Reference Re BC Motor Vehicle Act, [1985] 2 SCR 486, was a landmark reference submitted to the Supreme Court of Canada regarding the constitutionality of the British Columbia Motor Vehicle Act. The decision established one of the first principles of fundamental justice in the Canadian Charter of Rights and Freedoms ("Charter"), beyond mere natural justice, by requiring a fault component for all offences with penal consequences. The decision also proved important and controversial for establishing fundamental justice as more than a procedural right similar to due process, but also protects substantive rights even though such rights were counter to the intent of the initial drafters of the Charter.

==Background==
Section 94(2) of the Motor Vehicle Act of British Columbia created an absolute liability offence of driving while with a suspended licence. To obtain a conviction, the Crown needed only to establish proof of driving regardless of whether the driver was aware of the suspension. A successful conviction carried a prison term of a minimum of seven days.

The British Columbia Court of Appeal held that the Act violated a principle of fundamental justice under section 7 of the Charter.

==Decision==
Lamer J, writing for a unanimous court, held that an absolute liability, which makes a person liable for an offence whether he or she took steps not to be at fault, violates the principles of fundamental justice. Therefore, any possibility of a deprivation of life, liberty or security of person from an absolute liability offence offends the Charter. A law that violates section 7 cannot be saved by section 1 of the Charter except for extreme circumstances (for example, natural disasters, outbreaks of war, epidemics).

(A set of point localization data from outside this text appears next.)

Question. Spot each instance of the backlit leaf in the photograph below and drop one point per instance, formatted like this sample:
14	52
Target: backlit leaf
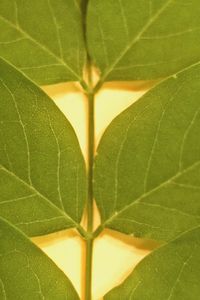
169	273
133	40
26	272
42	171
43	38
147	171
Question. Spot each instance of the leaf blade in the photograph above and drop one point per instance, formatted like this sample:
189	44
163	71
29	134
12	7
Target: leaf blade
132	40
171	272
50	60
42	166
23	266
151	187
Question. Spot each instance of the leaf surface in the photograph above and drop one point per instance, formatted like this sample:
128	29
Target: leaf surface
26	272
170	273
42	170
43	38
139	40
147	168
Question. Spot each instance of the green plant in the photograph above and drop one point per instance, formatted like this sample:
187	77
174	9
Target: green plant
146	174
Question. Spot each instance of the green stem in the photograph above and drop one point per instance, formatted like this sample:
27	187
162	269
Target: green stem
89	241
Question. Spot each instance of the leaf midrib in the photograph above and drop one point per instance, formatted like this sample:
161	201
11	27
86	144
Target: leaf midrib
134	41
138	200
31	187
47	50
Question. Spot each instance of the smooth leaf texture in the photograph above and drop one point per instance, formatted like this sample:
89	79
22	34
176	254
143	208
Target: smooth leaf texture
147	168
169	273
42	170
133	40
43	38
26	272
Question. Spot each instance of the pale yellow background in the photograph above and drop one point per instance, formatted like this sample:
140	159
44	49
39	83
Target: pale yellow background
115	255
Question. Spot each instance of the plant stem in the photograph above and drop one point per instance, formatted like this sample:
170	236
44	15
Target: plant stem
89	241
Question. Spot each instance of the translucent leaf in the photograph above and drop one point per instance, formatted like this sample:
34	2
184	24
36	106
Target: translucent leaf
133	40
147	168
26	272
43	38
42	171
169	273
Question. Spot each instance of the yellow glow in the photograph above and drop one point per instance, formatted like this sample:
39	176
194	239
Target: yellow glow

The principles of fundamental justice impose a stricter test than section 1. Thus, any law that violates the principles of fundamental justice will most likely not be saved by section 1.

In surveying means of interpreting the constitution, Lamer dismissed the practice of relying on the testimony of the original drafters of the Constitution as interpretive aids and effectively rejected the use of an original intent approach to constitutional interpretation. Reference was made to the living tree doctrine.

The Court also rejected the more restricted definition of fundamental justice under the Canadian Bill of Rights, as described in Duke v R.

The Court noted the alternative view of fundamental justice as natural justice would have been an easier requirement for the government to satisfy. That would limit the rights to life, liberty, and security of person, or, as the Supreme Court put it, place the rights "in a sorely emaciated state". Liberty, for example, would be seen as not as comprehensive a right as section 9, which guards against arbitrary arrest and detention. Security of person would also be less comprehensive than section 8 rights against unreasonable search and seizure. Such an interpretation, the Court decided, would be inconsistent with the normal reading of the Charter, demonstrated in Law Society of Upper Canada v Skapinker and Hunter v Southam Inc, which was meant to be generous. Lamer added that sections 8 to 14 should be seen as provided examples of principles of fundamental justice.

Another reason for discarding the Duke interpretation of fundamental justice was the difference in wording between the Bill of Rights and the Charter. In guaranteeing fundamental justice, the Bill of Rights references a "fair hearing". Section 7 does not mention a fair hearing, and the only context for fundamental justice is the "much more fundamental rights" of life, liberty and security of person.